En Espagne, sous l’ère franquiste, l’industrie automobile est principalement soutenue par l’Etat via l’INI, une holding qui détient le principal constructeur de voitures, SEAT, que le principal constructeur de poids-lourds, l’entreprise ENASA qui commercialise des camions sous la marque Pegaso. Cela n’empêche pas les initiatives privées, preuve en est avec le constructeur FASA, mais aussi le constructeur SAVA (pour Sociedad Anónima de Vehículos Automóviles) qui se spécialisa dans les utilitaires. La SAVA fut fondée en 1957 en reprenant les actifs de la FADA tout en obtenant davantage de capitaux, une obligation (ou une contrainte) imposée par le gouvernement pour limiter la concurrence avec SEAT . La SAVA obtient néanmoins une autorisation en 1959 pour produire des véhicules automobiles à quatre roues (jusque-là, la SAVA produisait des triporteurs) mais avec une limite de 1.000 véhicules.
Le premier SAVA fut un camion nommé P-58, à moteur Barreiros avec deux tonnes de charge utile et une cabine en fibre de verre. En 1961, la SAVA signe un accord avec l’anglais BMC qui, en contrepartie de 8% du capital du constructeur espagnol, apporte la licence de ses fourgons pour une production locale employant des moteurs Barreiros, rapidement remplacé par les moteurs anglais produit par SAVA lui-même. La production des utilitaires anglais débute dès 1962. En 1965, SAVA lance le fourgon J4, sous licence Morris J4 (lequel était un succès au Royaume-Uni), il fut proposé en Espagne avec un moteur quatre cylindres essence de 1,5 litres pour 38Ch, boite à quatre rapports qui transmet le mouvement aux roues arrière, et proposant une charge utile de 850kg.
Présenté le 28 mai 1965 et commercialisé au prix de 180.000 pesetas, le SAVA J4 s’impose rapidement comme un succès en Espagne, et devient un concurrent sérieux pour le constructeur national ENASA – Pegaso. Pour autant, en raison de contraintes administratives, SAVA souffre d’un manque permanent de liquidités et envisage une fusion avec Barreiros, un projet avorté par l’INI qui préempte 52,71% de SAVA en 1966, puis passe à 82% du capital en 1968 pour l’intégrer à Pegaso. Entre temps, des premiers SAVA J4 à logo Austin sur la face avant, rapidement troqués contre un logo « SAVA-Austin », il n’y aura plus de référence au constructeur anglais à partir de 1968. Le J4 était un véhicule très apprécié, les entreprises louaient sa bonne accessibilité au moteur, son excellente suspension et le placement correct des commandes et des indicateurs. En 1971, le SAVA J4 reçoit le tableau de bord de la Seat 124, l’année suivante, elle hérite de cette dernière la boite de vitesses qui remplace la transmission d’origine britannique, une modification qui améliore légèrement les performances du J4. Le succès commercial du J4 ne se dément pas, de 337 ventes en 1965, on passe à 2.000 unités en 1967, 5.625 en 1973, loin devant ses rivaux Ebro F-100/108 et DKW F-1000 D.

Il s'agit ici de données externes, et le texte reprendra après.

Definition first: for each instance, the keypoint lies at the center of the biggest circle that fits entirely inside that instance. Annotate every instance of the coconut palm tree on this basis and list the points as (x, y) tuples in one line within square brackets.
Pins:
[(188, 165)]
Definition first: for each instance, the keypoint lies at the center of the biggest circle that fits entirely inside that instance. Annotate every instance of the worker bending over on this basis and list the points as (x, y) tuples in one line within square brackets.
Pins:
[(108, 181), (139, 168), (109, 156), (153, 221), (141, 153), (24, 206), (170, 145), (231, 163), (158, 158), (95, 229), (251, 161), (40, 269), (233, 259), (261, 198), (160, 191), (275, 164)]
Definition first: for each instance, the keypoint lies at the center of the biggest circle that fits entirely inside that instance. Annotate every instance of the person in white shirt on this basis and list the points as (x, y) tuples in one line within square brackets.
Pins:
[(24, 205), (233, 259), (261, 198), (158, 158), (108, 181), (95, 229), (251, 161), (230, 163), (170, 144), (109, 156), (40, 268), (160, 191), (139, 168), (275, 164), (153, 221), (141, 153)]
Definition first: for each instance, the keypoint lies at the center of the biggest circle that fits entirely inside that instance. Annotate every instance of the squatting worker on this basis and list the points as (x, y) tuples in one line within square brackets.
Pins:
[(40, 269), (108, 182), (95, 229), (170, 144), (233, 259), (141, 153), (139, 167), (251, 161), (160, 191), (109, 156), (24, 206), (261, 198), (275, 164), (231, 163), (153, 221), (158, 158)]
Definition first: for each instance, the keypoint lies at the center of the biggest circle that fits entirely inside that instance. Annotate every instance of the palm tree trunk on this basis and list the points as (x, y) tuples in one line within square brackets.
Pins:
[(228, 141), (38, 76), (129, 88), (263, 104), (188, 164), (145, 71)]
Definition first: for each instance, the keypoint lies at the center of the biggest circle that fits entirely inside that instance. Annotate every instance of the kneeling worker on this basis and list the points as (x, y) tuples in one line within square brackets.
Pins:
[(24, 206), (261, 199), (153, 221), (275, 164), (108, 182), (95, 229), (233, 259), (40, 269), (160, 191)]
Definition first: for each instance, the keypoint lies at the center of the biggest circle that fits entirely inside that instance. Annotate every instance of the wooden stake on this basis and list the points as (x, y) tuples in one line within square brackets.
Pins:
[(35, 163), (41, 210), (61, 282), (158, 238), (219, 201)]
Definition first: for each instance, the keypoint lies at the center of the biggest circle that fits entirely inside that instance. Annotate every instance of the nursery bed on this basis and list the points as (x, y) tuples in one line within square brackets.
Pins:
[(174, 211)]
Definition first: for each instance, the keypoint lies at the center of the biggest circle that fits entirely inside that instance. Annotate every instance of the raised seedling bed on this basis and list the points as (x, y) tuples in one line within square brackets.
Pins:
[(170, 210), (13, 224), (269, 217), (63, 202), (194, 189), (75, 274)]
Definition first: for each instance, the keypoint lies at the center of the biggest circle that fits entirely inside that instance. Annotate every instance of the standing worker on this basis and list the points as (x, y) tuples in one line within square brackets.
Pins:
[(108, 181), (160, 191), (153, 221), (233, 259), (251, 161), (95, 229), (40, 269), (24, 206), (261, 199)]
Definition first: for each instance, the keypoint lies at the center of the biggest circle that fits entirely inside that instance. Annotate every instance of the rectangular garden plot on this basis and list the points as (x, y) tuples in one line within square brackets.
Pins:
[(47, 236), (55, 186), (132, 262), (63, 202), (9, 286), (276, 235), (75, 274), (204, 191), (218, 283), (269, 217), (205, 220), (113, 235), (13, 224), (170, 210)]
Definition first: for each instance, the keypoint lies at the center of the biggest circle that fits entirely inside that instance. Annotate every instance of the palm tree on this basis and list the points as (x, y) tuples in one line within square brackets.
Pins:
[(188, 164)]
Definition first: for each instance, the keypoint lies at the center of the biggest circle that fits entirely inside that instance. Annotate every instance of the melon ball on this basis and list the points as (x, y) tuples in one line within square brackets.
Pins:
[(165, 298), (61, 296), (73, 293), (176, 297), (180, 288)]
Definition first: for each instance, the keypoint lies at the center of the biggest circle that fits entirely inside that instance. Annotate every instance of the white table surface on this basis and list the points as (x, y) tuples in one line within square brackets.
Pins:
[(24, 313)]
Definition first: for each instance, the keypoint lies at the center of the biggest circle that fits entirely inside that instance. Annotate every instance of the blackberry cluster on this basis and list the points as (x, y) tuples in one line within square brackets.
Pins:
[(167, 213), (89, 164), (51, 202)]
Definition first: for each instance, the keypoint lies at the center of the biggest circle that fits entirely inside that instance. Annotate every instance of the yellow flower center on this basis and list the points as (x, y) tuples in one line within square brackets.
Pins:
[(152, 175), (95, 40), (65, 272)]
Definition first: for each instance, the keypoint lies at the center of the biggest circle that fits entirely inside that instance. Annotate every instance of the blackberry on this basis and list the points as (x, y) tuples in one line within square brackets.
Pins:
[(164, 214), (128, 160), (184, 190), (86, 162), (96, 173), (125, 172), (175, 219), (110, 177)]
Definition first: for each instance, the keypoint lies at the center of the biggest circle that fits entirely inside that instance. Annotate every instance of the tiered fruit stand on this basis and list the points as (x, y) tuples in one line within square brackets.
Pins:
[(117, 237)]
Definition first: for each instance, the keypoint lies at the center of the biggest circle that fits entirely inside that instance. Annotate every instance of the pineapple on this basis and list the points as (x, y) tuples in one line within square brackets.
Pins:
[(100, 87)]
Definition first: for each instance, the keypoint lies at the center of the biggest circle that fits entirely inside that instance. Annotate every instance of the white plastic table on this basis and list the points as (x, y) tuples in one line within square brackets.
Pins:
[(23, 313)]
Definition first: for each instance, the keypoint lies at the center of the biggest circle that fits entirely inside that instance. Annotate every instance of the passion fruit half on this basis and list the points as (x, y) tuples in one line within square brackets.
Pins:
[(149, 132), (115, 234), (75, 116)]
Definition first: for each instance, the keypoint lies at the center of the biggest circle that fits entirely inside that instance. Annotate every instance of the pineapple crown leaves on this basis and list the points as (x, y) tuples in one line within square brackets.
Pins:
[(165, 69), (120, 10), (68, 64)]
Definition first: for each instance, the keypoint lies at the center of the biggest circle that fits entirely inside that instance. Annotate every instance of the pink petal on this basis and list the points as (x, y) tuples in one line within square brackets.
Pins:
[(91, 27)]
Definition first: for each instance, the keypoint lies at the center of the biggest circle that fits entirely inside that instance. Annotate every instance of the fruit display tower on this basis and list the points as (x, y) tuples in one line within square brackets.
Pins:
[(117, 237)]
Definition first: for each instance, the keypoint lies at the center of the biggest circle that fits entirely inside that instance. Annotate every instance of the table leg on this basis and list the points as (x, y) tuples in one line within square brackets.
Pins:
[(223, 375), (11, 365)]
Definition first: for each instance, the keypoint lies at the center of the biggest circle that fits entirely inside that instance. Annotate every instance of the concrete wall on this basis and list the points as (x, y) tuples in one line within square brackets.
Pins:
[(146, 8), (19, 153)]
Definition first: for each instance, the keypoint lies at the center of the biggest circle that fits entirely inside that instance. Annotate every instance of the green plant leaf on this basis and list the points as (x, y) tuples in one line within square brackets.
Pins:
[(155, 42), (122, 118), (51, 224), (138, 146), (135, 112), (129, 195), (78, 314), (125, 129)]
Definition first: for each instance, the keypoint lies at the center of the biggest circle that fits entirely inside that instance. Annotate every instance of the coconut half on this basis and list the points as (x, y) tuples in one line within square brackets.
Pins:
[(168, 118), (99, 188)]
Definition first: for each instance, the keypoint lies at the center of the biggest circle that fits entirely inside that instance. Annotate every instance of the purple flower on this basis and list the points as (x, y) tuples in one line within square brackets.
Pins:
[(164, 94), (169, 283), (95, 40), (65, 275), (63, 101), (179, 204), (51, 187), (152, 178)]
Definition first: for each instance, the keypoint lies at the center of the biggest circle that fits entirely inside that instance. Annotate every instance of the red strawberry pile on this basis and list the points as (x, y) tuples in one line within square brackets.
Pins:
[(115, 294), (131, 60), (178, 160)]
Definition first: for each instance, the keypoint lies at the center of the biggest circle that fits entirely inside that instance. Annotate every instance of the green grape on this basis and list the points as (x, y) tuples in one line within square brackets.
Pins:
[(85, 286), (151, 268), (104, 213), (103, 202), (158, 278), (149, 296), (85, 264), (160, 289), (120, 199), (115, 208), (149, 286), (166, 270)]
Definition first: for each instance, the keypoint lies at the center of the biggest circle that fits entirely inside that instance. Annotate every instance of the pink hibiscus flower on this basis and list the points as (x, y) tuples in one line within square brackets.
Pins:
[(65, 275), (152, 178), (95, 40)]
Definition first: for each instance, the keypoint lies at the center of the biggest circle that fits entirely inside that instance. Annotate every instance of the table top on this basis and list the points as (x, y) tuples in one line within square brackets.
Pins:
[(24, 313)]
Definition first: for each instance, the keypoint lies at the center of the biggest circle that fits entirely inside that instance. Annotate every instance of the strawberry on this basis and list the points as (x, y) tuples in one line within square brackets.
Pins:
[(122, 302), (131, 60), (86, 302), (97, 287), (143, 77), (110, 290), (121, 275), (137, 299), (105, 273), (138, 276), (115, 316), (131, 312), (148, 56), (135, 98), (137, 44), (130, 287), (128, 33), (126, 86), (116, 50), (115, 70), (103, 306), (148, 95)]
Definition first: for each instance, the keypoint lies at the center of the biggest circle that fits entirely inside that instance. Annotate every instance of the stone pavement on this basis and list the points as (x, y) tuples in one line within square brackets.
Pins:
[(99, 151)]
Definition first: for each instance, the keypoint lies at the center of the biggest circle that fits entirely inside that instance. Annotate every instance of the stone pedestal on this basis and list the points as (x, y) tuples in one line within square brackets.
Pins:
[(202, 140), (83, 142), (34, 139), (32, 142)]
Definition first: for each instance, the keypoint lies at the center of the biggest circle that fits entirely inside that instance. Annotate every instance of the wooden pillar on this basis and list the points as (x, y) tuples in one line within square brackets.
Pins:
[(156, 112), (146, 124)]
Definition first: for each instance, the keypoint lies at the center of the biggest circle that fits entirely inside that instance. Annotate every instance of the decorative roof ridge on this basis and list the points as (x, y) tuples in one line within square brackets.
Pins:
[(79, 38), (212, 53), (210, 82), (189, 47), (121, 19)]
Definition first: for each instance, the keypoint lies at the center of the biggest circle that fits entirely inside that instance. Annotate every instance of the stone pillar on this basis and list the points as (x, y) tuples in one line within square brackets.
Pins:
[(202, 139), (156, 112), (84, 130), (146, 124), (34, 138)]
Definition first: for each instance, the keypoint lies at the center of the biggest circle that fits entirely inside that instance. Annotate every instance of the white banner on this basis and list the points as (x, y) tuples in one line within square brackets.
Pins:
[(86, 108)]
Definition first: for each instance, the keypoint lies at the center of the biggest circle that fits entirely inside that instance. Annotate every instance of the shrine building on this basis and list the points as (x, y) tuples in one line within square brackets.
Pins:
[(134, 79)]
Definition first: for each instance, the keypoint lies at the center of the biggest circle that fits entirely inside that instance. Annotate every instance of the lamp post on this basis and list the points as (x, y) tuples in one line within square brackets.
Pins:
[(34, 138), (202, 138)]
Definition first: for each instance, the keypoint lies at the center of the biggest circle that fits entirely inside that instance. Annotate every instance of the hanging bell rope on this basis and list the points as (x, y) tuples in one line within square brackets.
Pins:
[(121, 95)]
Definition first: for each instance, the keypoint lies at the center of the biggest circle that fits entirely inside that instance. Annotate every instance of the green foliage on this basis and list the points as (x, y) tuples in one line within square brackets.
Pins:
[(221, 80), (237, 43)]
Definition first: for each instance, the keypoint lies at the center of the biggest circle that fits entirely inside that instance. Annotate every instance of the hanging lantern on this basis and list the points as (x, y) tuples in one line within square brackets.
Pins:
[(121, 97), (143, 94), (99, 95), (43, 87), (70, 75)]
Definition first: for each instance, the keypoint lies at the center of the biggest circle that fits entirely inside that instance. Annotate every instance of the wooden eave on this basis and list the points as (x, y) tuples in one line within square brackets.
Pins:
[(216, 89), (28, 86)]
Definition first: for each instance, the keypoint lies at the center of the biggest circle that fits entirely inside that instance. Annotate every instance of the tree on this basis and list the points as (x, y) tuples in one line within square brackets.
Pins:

En 1974, Morris stoppe la production du J4 au Royaume-Uni, l’ENASA est donc libre de modifier le modèle espagnol et en profite pour opérer un restylage de la face avant. Le J4 adopte une calandre noire qui arbore le logo de Pegaso et des phares carrés. Les logos SAVA et J4 demeurent entre la calandre et le pare-brise. Un second restylage est opéré en 1978, le J4 désormais commercialisé sous la seule marque Pegaso adopte de nouvelles portes arrière, le tableau de bord est modernisé. On distingue un J4 post-1978 aux essuie-glaces fixés en partie basse du pare-brise et aux vitres arrière plus grandes. La charge utile est augmentée, le catalogue du J4 propose ainsi quatre versions : 700, 800, 1000 et 1100, selon la charge utile. En 1982, le J4 s’équipe de freins à disques sur les roues avant, dernière grande modification jusqu’en 1989, année durant laquelle Pegaso arrête la production du J4.